Mikulski recalled her visit to Warsaw in 1989, when — as the first woman Democrat elected to the Senate — she shook hands with Walesa, the first democratically elected president of Poland.
“We want to make sure that in the 21st century Poland not only remains free, but also that we continue to support the participation of Poland in all of America’s activities, that it stays prosperous, is a key part of NATO and that we finally pass that visa waiver program,” Mikulski said to thunderous applause.
Walesa himself said his priority now is to speed up European integration in the face of naysayers who warn that the EU will ultimately fail.
“The older ones among us will remember that in those days, we had about 200,000 Soviet soldiers permanently stationed on Polish territory, and outside of Poland another one million Soviet soldiers — and there were silos holding nuclear weapons all around us,” he recalled. “None of the great leaders at the time gave us any chance of breaking away from communism — just like today they’re saying we will never build European unity. I say we will.”
He added: “It’s not about rockets or tanks, it’s about the spirit. The election of the Holy Father reminded people about values. People used to laugh at us, and ask ‘how many of you are there?’ But when the pope came, we saw how many of us were out there. He said change the face of the earth and the opposition groups then took over that spirit.”

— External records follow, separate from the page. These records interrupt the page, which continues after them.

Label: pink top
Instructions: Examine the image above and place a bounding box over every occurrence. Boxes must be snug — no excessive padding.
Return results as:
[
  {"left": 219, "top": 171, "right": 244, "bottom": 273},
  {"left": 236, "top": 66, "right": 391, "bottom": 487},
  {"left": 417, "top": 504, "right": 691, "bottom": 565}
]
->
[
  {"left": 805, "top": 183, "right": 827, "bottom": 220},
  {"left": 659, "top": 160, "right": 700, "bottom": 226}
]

Asked by Dodd for his take on the current violent protests that have erupted in neighboring Ukraine over proposed EU membership, the former Polish president suggested that Brussels keep a close eye on Moscow.
“Ukraine, its energy supply and its entire economy are subjugated to Russia. If Ukraine offends Russia, then the world will not be able to make up for the problem Russia would create for Ukraine,” he said, explaining that the 28-member EU was so certain Ukraine would join the club that it neglected “certain practical aspects” like its tenuous relationship with the Kremlin — which is what’s led to the current situation.
“Sooner or later, Ukraine will be in the EU, but we have to be ready for Russia’s ill will,” Walesa said. “We have to convince Russia that a prosperous, well-functioning Ukraine is a good thing for them, not a bad thing.”